Friday, June 17, 2011
Rand Paul's Pro Choice Agenda
Choice is fundamental in a free society, however, this most basic civil right is constant prey for special interests and power hungry politicians. This radio broadcast from AgriTalk with NCBA president Steve Foglesong pretty well sums up many of the major issues in agriculture and economic policy for that restrict our personal freedoms. As he says, GIPSA (new proposed rules) is another example of excessive government overreach, among other things including the takeover of the financial industry, the auto industry, as well as proposed regulations on dust and greenhouse gases, not to mention proposed tax increases on thousands of family farms and ranches (marginal tax rates are still set to increase in 2011). Add to that the attempt in the courts to ban sustainable choices in alfalfa and sugar beat (biotech) production earlier this year and coming legislation that will limit choices related to sustainable livestock production via pharmaceutical technologies.
Now, even more imperious, some in the department of transportation are investigating whether producers and farm workers should be required to have CDL (commercial drivers licenses) licenses to transport agricultural products or operate farm equipment. The basis is on another flawed interpretation of the commerce clause. This is ridiculous, what about kids and teenage employment? Labor and compliance costs would skyrocket. ITS NOT ABOUT SAFETY!!! Of course accidents happen, but the role of licensing in an economy in general is about power and control as opposed to virtue. The flawed assumption or justification is that licensing will make drivers safer or more responsible. I have a feeling that there are special interests behind this that could care less about your safety or civil right to choose.

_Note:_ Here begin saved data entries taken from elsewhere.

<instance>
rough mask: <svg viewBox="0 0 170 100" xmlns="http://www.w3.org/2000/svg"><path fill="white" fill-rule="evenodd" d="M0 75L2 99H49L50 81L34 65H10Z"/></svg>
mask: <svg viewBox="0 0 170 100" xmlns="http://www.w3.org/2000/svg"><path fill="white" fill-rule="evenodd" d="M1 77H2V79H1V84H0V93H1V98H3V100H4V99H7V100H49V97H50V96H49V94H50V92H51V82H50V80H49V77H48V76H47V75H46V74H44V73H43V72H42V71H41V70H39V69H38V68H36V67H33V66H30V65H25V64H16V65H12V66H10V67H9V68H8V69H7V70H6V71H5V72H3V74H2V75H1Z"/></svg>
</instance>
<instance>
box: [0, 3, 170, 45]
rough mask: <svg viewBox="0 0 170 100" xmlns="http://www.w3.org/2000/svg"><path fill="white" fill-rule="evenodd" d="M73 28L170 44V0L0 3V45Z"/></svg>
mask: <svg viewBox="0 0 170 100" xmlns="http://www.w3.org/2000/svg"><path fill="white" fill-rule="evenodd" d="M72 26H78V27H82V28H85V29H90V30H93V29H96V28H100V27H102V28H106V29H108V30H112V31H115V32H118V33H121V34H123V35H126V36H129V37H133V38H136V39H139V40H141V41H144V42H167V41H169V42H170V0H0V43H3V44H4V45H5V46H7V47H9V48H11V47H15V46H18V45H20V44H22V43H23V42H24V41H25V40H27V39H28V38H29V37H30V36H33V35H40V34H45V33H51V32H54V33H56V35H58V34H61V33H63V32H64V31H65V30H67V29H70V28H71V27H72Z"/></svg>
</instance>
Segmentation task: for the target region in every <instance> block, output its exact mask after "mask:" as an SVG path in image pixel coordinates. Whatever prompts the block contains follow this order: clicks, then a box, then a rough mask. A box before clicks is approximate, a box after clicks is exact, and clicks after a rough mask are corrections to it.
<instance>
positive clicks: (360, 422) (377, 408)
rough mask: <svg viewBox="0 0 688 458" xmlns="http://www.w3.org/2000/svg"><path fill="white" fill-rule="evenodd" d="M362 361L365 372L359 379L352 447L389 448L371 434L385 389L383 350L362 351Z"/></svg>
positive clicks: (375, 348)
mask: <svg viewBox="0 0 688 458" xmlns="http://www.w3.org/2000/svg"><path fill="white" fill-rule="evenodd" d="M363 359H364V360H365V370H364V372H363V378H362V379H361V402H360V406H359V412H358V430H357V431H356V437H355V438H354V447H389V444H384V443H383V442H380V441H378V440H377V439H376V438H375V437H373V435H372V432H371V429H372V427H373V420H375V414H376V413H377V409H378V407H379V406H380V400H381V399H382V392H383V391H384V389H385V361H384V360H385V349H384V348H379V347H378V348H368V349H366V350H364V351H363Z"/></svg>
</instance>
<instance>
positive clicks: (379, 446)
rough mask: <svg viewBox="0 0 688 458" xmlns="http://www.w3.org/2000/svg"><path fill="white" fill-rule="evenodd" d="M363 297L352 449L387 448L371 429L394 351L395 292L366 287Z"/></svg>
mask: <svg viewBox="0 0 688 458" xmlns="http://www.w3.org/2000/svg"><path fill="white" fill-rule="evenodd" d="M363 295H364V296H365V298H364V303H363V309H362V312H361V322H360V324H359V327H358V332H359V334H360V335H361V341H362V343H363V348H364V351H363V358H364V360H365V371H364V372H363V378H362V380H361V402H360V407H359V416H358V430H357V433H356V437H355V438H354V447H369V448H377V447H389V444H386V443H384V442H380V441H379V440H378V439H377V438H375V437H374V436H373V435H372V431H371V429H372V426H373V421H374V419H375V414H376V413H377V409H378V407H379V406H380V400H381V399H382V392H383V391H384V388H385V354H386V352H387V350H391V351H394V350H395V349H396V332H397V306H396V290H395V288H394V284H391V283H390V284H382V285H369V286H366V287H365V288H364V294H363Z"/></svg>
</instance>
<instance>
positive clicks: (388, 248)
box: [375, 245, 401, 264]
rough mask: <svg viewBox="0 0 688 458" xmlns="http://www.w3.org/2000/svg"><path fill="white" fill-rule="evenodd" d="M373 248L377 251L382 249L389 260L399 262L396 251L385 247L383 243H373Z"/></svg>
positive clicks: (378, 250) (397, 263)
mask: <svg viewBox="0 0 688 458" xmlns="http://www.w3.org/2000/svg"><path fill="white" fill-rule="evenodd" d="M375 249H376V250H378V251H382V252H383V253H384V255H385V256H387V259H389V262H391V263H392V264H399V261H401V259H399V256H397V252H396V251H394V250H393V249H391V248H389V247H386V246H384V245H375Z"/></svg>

As Steve Foglesong implied, this has to stop somewhere. We saw what happened to the financial and auto industry as a result of excessive intervention (via the social planning of money and interest) and obsessive attempts to micromanage our choices in housing and automobiles (via CAFE standards). (contrary to the misinformed opinion that it was lack of planning and regulation that caused the financial crisis). Do we really want to be bailing out the agriculture industry in a few years? While some may claim ag has a revolving bailout program in subsidies, we are currently spending less than 1/2 of 1 percent of the federal budget on farm programs. Continuing to micromanage our food and fiber system to the point of collapse would entail a lot larger sum (recall agriculture is a huge part of GDP and is responsible for about 1 in 6 jobs in the U.S.- in the end do we really want to be bailing out Wal-Mart or McDonalds?)
Luckily, some in the senate are taking a stand against this affront on our personal freedoms and liberties. Particularly in the video, Senator Rand Paul from Kentucky has taken on the energy department's out of control mircomanaging of the simplest aspects of our daily lives
What's obvious is the emoting comeback we get from the energy department, vs. Senator Paul's cutting analytic approach based on fundamental economic principles. (see also The Misery of 1.6 Gallons and Ch. 3 and17 in Robert Murphy's Lessons for the Young Economist) We need more critical and analytical thinking like this in DC. The obvious flaw in the energy department's defense of limiting our choices in light bulbs or toilets is that 'consumers wouldn't make environmentally responsible choices without these restrictions.' Is that true in every case? Look again at agriculture. Noone is forcing producers to use green bio tech and pharmaceutical technologies in animal production, but farmers have adopted them hand over fist and nearly everything we find on the shelf (save the limited numbers of GMO free and organic products) is a biotech related product. The resulting improvements in biodiversity, reductions in toxic chemical use, and particularly greenhouse gas and water use reductions from these choices dwarf the impacts of light bulbs and toilets. Spontaneous order.